O tempo de regresso à natureza

Um problema de saúde fez acelerar os planos de Carla e Fernando, que deixaram a vida mais agitada no Porto para lançarem em Mondim de Basto um negócio para toda a família.

Uma vida agitada, entre o trabalho na comunicação de uma marca de artigos de luxo e a casa da família no Porto, foi interrompida de forma abrupta. Carla Costa vivia uma vida boa, sem aparato, mas com fácil acesso aos confortos que a cidade grande oferece. A moeda de troca desta vida era o stress, numa espécie de compromisso entre conforto, o acesso ao consumo e uma cadência de trabalho tão intensa que levava a nossa protagonista a atravessar os dias enquanto sonhava com o descanso semanal junto dos entes queridos, neste caso, na terra que a viu nascer, Mondim de Basto. A sua saída, anos antes, foi num registo que já todos assumem como o mais normal: nascer, crescer e partir para estudar ou para ganhar a vida. Um movimento similar a tantos conterrâneos que como ela fizeram o percurso de se dirigir ao litoral.

A ideia de voltar à terra era partilhada há muito pelo marido Fernando, mas posta em prática depois de um episódio grave de saúde que a levou, sem aviso prévio, a ser submetida a uma operação de urgência de dezasseis horas. Este momento surgiu transformado num sinal emitido para a família: era preciso mudar imediatamente. O evento traumático ativou-lhe uma espécie de instinto de sobrevivência e a ideia de que eram menos importantes os recursos económicos e mais valioso ter tempo para viver. O tempo, como nos recorda, é um bem que muitas vezes ignoramos em busca do conforto imediato. Esquecemos o quão valioso é ter tempo para viver, usufruir da família e estar com os amigos. Este bem precioso, aliado ao reencontro com o amor à paisagem deslumbrante em torno de Mondim, vila encaixada entre Trás-os-Montes e o Minho, permitiu à antiga diretora de comunicação entender que havia lugar para promover um dos grandes atributos da região, o turismo de natureza.

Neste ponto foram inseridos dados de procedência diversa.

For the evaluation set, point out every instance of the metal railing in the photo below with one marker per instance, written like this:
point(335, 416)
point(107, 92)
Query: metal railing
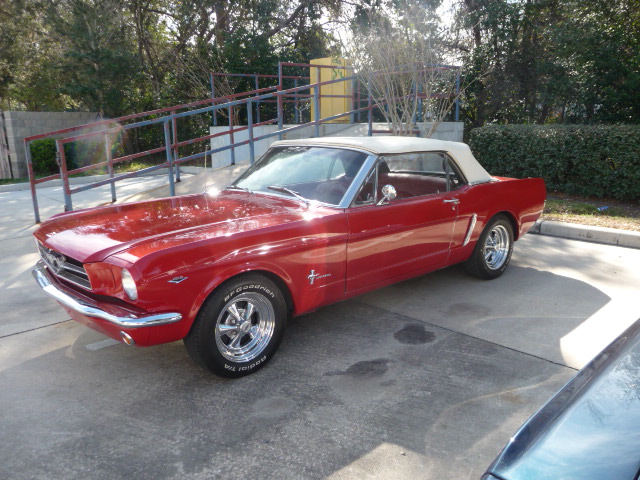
point(246, 103)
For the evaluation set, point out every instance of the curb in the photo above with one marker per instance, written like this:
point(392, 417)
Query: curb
point(574, 231)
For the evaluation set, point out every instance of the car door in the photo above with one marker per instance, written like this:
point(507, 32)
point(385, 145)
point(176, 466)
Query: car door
point(409, 233)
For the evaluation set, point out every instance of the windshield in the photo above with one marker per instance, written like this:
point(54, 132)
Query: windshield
point(314, 173)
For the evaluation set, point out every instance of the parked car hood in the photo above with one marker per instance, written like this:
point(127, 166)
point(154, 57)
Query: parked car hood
point(590, 429)
point(94, 234)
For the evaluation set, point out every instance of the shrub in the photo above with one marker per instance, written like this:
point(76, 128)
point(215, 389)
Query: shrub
point(586, 160)
point(43, 157)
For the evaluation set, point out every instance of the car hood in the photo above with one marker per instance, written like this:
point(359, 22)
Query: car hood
point(94, 234)
point(590, 429)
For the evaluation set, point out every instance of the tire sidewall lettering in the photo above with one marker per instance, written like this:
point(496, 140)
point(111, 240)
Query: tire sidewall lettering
point(245, 368)
point(252, 287)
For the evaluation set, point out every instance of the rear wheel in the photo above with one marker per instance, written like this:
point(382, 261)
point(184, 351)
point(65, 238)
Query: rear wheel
point(492, 253)
point(239, 327)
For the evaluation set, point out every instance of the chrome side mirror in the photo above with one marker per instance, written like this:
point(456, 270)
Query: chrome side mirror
point(388, 194)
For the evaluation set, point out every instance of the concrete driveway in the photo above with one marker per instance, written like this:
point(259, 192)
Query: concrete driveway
point(425, 379)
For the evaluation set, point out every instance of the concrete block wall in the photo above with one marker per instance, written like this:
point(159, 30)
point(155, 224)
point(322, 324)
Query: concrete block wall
point(25, 124)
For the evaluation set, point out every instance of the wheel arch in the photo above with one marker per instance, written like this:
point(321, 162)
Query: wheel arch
point(512, 220)
point(224, 278)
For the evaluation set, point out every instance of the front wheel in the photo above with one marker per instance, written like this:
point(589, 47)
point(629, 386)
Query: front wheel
point(239, 327)
point(492, 253)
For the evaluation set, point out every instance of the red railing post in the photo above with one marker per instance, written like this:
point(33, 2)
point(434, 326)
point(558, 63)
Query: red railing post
point(32, 181)
point(62, 163)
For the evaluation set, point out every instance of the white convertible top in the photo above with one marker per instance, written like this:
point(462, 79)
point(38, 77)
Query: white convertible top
point(460, 152)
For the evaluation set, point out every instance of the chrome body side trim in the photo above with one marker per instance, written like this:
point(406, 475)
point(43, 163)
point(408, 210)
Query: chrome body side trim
point(472, 225)
point(78, 305)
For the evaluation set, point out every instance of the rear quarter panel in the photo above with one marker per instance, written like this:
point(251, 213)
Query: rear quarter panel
point(522, 200)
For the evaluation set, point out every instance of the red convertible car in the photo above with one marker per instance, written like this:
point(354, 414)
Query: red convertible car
point(311, 223)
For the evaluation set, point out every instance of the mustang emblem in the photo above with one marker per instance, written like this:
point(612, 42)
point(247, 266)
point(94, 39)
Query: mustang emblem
point(54, 260)
point(313, 275)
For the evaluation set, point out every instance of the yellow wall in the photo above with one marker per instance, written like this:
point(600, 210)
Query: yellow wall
point(330, 106)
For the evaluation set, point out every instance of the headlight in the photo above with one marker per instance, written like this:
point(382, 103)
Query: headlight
point(129, 285)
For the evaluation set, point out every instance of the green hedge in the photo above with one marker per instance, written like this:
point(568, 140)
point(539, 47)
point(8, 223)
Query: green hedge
point(586, 160)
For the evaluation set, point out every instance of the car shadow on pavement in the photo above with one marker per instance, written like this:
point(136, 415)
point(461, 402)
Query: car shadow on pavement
point(424, 379)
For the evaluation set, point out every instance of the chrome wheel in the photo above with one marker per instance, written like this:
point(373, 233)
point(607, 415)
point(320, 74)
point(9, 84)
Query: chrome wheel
point(496, 247)
point(244, 327)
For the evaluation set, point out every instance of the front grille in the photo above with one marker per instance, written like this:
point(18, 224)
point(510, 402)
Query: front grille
point(64, 267)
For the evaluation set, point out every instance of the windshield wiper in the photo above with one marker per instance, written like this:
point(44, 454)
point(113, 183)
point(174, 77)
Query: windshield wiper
point(278, 188)
point(236, 187)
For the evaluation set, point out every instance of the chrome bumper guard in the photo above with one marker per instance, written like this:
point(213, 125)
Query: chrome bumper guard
point(78, 305)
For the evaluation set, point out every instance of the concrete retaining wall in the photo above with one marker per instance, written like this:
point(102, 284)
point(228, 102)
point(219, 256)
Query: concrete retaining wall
point(24, 124)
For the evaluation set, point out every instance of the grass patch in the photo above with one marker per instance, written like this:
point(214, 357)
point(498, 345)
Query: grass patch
point(571, 207)
point(593, 212)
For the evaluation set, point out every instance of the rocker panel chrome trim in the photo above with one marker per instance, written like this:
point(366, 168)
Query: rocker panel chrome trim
point(472, 225)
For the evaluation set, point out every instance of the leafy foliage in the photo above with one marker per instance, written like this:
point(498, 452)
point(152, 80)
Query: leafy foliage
point(586, 160)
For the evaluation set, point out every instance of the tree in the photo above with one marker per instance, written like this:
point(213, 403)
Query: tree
point(404, 63)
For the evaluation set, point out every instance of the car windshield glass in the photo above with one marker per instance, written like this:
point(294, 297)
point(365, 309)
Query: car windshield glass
point(315, 173)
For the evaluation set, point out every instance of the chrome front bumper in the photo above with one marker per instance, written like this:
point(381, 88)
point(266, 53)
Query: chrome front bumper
point(127, 320)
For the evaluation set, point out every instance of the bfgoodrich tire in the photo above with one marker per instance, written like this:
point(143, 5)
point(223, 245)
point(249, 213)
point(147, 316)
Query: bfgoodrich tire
point(239, 327)
point(492, 253)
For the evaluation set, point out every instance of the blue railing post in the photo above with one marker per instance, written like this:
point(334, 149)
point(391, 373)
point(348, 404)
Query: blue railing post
point(167, 147)
point(420, 117)
point(62, 163)
point(353, 101)
point(174, 145)
point(214, 113)
point(258, 102)
point(316, 102)
point(369, 110)
point(231, 139)
point(296, 110)
point(109, 159)
point(280, 106)
point(252, 150)
point(316, 109)
point(458, 96)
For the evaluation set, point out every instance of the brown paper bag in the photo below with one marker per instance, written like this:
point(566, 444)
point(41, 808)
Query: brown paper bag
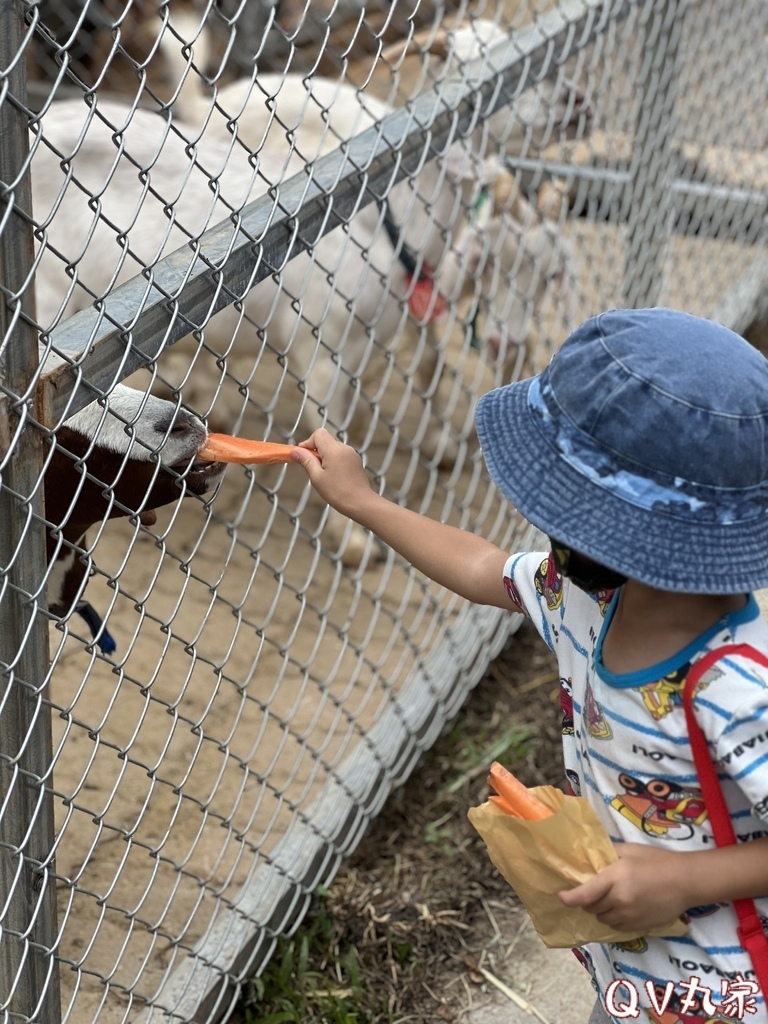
point(541, 858)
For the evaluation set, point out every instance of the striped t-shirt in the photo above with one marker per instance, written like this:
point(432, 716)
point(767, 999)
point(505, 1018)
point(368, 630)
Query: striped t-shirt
point(627, 751)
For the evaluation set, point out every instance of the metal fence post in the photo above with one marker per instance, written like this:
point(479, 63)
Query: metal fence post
point(29, 977)
point(649, 195)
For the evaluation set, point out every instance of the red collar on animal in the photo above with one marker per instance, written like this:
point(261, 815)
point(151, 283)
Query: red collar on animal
point(425, 302)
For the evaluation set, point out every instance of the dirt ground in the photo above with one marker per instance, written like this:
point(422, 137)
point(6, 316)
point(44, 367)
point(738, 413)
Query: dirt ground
point(422, 881)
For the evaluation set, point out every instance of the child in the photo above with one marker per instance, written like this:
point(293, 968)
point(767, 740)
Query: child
point(642, 453)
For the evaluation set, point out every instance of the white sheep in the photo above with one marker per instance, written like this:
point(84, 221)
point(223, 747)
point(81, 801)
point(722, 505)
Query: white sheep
point(350, 291)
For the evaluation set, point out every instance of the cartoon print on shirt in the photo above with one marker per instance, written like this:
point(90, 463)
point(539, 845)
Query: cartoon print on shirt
point(658, 807)
point(666, 694)
point(548, 583)
point(673, 1013)
point(512, 592)
point(593, 716)
point(566, 705)
point(603, 598)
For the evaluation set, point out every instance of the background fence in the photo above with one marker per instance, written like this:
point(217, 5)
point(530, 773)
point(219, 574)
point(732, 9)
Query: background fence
point(189, 750)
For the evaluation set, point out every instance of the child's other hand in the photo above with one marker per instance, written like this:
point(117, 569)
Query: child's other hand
point(338, 475)
point(644, 889)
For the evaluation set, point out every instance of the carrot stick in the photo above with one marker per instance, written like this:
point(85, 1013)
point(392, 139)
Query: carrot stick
point(516, 795)
point(502, 804)
point(222, 448)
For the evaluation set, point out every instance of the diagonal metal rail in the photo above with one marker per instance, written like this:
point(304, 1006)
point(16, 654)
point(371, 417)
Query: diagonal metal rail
point(151, 312)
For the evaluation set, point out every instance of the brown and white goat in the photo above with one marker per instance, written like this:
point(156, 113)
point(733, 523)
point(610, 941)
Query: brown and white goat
point(130, 457)
point(155, 189)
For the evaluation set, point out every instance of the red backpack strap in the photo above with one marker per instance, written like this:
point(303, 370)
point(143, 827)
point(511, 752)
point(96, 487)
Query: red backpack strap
point(751, 932)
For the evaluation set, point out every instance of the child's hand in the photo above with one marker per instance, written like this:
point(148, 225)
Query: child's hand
point(338, 475)
point(644, 889)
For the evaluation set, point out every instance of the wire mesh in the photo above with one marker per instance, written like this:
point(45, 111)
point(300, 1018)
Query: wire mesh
point(268, 217)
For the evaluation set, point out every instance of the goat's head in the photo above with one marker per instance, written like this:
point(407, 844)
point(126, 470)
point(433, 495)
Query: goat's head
point(128, 458)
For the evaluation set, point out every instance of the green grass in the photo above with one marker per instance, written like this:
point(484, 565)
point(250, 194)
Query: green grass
point(309, 979)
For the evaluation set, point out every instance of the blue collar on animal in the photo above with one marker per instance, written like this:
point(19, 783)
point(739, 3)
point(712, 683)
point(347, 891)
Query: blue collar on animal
point(99, 633)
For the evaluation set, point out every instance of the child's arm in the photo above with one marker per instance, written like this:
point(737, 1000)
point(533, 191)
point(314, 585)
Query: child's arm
point(648, 887)
point(455, 558)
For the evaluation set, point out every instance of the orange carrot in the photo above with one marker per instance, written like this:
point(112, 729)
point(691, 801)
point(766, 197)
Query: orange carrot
point(502, 804)
point(222, 448)
point(516, 795)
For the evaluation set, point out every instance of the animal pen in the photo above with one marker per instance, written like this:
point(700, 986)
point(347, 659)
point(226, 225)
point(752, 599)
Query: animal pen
point(179, 773)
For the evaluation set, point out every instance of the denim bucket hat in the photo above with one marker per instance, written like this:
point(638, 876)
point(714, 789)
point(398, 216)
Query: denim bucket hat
point(643, 445)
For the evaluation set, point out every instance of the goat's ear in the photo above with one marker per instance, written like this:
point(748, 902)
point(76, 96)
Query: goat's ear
point(507, 196)
point(551, 199)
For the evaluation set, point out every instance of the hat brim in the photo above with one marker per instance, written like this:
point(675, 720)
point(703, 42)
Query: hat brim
point(653, 547)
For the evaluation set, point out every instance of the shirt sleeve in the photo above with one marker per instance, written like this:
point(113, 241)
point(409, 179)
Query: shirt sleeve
point(538, 590)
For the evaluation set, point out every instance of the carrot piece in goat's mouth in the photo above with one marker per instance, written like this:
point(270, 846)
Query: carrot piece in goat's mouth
point(515, 798)
point(223, 448)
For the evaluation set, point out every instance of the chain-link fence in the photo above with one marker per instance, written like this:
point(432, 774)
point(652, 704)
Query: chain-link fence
point(270, 216)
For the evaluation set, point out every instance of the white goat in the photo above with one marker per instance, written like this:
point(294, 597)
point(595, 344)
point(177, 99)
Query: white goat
point(351, 289)
point(132, 456)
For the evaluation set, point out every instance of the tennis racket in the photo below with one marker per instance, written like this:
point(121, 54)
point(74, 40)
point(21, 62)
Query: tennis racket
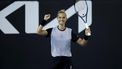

Os números publicados pelo Turismo de Portugal referentes a 2019, ano seguinte à tomada desta opção pela família, explicam a preferência dos investidores por negócios relacionados com o universo do turismo. Num mundo anterior à pandemia da covid-19, as atividades turísticas foram responsáveis por 52,3% das exportações de serviços, por 19,7% das exportações totais e as receitas turísticas registaram um contributo de 8,7% para o PIB nacional.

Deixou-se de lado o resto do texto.